Peut-on encore parler de démocratie quand l’immense majorité des décisions qui concernent notre vie quotidienne est prise par des fonctionnaires de l’ombre ?

Ça me démangeait trop pour que je n’en parle pas. Nous sommes effectivement dans une impasse politique dont je ne vois pas comment nous pourrions sortir. Mais, après tout, je connais des gens qui habitent une impasse et s’y sentent bien, car peu de choses s’y passent.

Résumons plus d’un demi-siècle de politique française. En 1958, pour sortir d’une période de crise, les Français ont accepté de basculer dans une dictature démocratique – une dictature au sens romain du terme. Mais sans doute faut-il déjà expliquer ce concept. Lorsque la République romaine, dont on sait qu’elle a su faire fonctionner une forme de démocratie, était confrontée à une crise majeure, existentielle, le Sénat (ou les consuls) nommait un dictateur qui, sans remettre en cause les institutions, recevait tous les pouvoirs pour régler, en un temps donné, cette crise. Puis, sa mission accomplie, ce dictateur, en général un général (ou un ancien consul) pour une crise qui était souvent une guerre, rendait au Sénat le pouvoir qu’il avait reçu. C’est un peu ce qu’avait imaginé Charles de Gaule, pour un pouvoir reçu du Peuple ; et il avait choisi un mandat original de sept ans ; renouvelable une fois. C’était moins de six mois pour les premières dictatures romaines.  

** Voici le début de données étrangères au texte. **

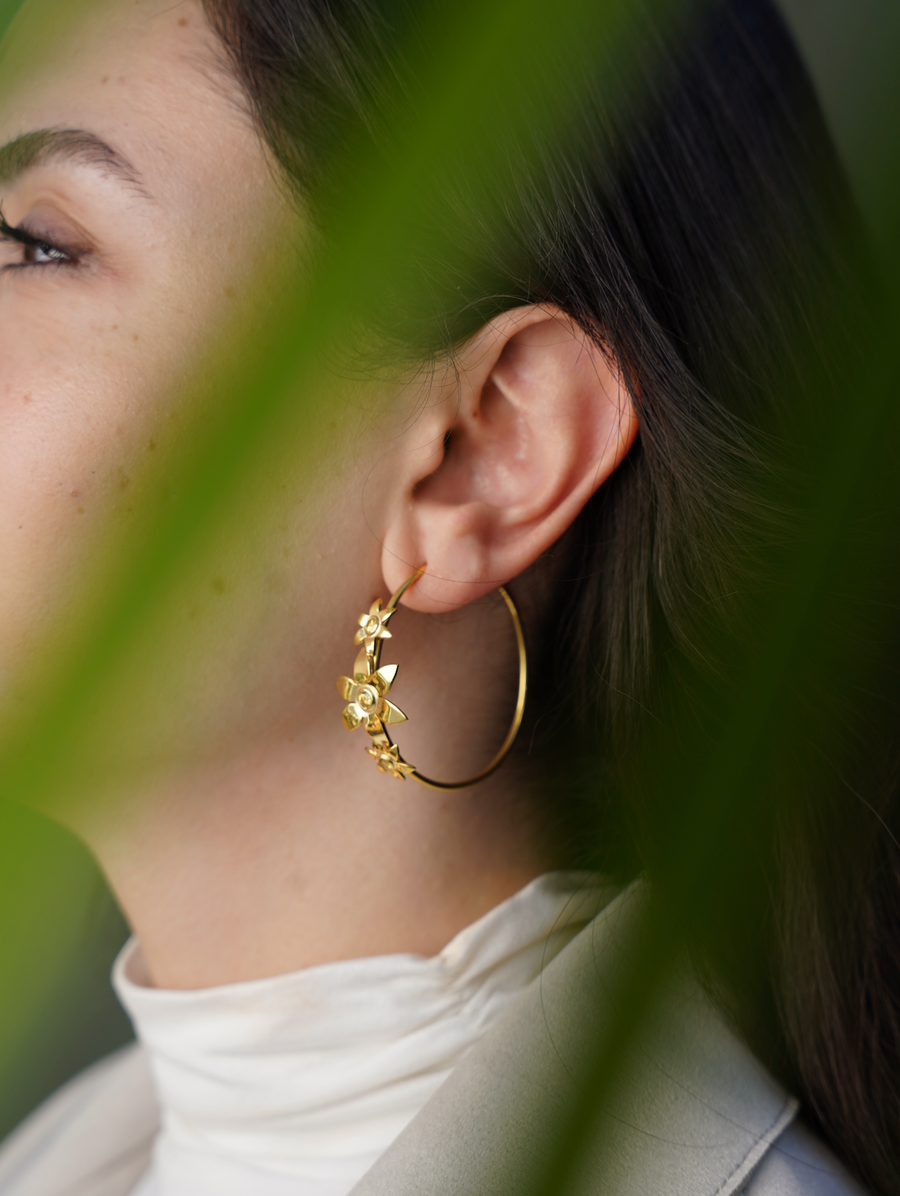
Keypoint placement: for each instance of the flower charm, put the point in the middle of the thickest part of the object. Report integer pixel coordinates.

Mais le général ayant disparu, ce système perdura, même s’il fut plusieurs fois corrompu ; par Mitterrand, puis par Chirac. Mais, dans cette période, si l’on pouvait parler de démocratie française, il fallait la voir comme une dictature de la majorité, avec un chef se conduisant comme un monarque républicain, jupitérien. Et tout cela supposait une majorité capable de s’incarner dans un chef légitimé par l’élection présidentielle, exerçant la dictature au nom de sa majorité.

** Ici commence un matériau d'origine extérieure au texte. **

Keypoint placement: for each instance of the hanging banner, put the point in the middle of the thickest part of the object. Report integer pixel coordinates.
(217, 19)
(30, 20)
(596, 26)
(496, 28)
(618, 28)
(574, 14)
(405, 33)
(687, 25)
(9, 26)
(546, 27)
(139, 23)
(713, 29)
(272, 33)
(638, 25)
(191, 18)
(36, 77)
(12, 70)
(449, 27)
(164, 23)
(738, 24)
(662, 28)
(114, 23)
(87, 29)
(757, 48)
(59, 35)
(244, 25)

Or, il n’y a plus de majorité absolue. Et plus de possibilité avant longtemps de faire fonctionner de manière républicaine cette dictature. Nous sommes donc condamnés, à moins d’un changement de système, donc de constitution, à l’impuissance, au chaos. Car ces nouveaux équilibres politiques nous imposent, comme dans de nombreux pays occidentaux, une démocratie parlementaire où les députés, sur des programmes, des projets, des lois trouvent des majorités de circonstances. Mais ce n’est pas notre culture ; et changer de système supposerait une crise encore plus profonde que celle que nous connaissons aujourd’hui et des hommes et des femmes décidés à imposer un changement radical et salutaire.

Et quitte à changer de système, comme on change d’époque, on pourrait aussi construire un nouveau modèle démocratique plus authentique, plus direct, qui oblitérerait totalement ces cadres de majorité absolue ou relative. Mais, pour espérer de telles novations, de tels changements de paradigmes, encore faudrait-il que nous ayons en France des hommes et des femmes d’état. Je n’en vois pas. Ce qui ne veut pas dire que nous n’en ayons pas, c’est, plus justement, que notre système technobureaucratique pourri par la com ne leur permet pas de sortir du bois.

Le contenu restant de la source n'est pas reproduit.